Vihorlat jest jeden, DO są z gruntu, płcie są dwie, samochody elektryczne palą się na potęgę i są wyrazem działalności masonerii… a pod Vihorlatem w Zemplinskich Hamrach mamy kilka malowniczych i ogólnodostępnych miejscówek skąd jeszcze w porze letniej możemy obserwować spektakl zachodu Słońca za tatrzańską piłą, która tnie horyzont u naszych południowych sąsiadów aż miło.
Miejscówka znajduje się przy dosyć ruchliwej drodze prowadzącej do obiektów sportowych w Zemplińskich Hamrach u stóp pasma wihorlackiego a dokładniej pod górującym nad okolicą Śnińskim Kamieniem, bardzo dobrze widocznym z miejscówki.
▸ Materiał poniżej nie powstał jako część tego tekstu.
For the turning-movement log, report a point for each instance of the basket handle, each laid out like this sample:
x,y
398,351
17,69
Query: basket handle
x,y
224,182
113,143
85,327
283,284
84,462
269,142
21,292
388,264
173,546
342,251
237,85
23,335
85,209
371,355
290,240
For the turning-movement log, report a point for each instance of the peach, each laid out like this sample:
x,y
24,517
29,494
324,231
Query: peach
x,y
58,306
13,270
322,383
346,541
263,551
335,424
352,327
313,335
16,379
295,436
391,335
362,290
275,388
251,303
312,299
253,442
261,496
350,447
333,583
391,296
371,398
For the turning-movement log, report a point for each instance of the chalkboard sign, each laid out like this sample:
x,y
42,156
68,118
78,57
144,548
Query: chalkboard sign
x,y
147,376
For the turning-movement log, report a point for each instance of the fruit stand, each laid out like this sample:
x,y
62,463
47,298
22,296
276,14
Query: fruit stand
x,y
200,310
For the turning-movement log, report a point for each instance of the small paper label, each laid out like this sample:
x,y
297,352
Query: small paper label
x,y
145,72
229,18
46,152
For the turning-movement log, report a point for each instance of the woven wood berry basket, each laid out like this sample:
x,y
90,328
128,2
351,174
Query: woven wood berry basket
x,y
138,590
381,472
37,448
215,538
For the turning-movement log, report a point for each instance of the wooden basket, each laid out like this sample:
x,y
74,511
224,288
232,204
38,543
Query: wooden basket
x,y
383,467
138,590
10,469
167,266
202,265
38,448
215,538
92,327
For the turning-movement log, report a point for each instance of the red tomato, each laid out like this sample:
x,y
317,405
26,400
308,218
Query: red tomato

Panorama nie jest rozległa i obejmuje kilkanaście stopni azymutu 277-294 zawierając Branisko, Tatry, Góry Lewockie i Czerchowskie.
Obserwację zaplanowałem zgodnie z warunkami meteo i logistycznymi w pracy na 8 września, kiedy to Słońce zachodzi w azymucie południowych zboczy Kończystej, zważywszy że był to już kolejny wyżowy dzień i trochę pyłów już napłynęło z południa więc widzialność nie grzeszyła wybitnością.
Zasięg obserwacji:
oraz krótka fotorelacja
Na koniec nad doliną Cirochy zapadł błogi wieczór i snują się mgiełki radiacyjne jakby przeczuwały co się wydarzy nazajutrz ….. a oj działo się w Ożannie 🙂
Czas wracać bo pod Duklą paczkomat znowu czeka:)))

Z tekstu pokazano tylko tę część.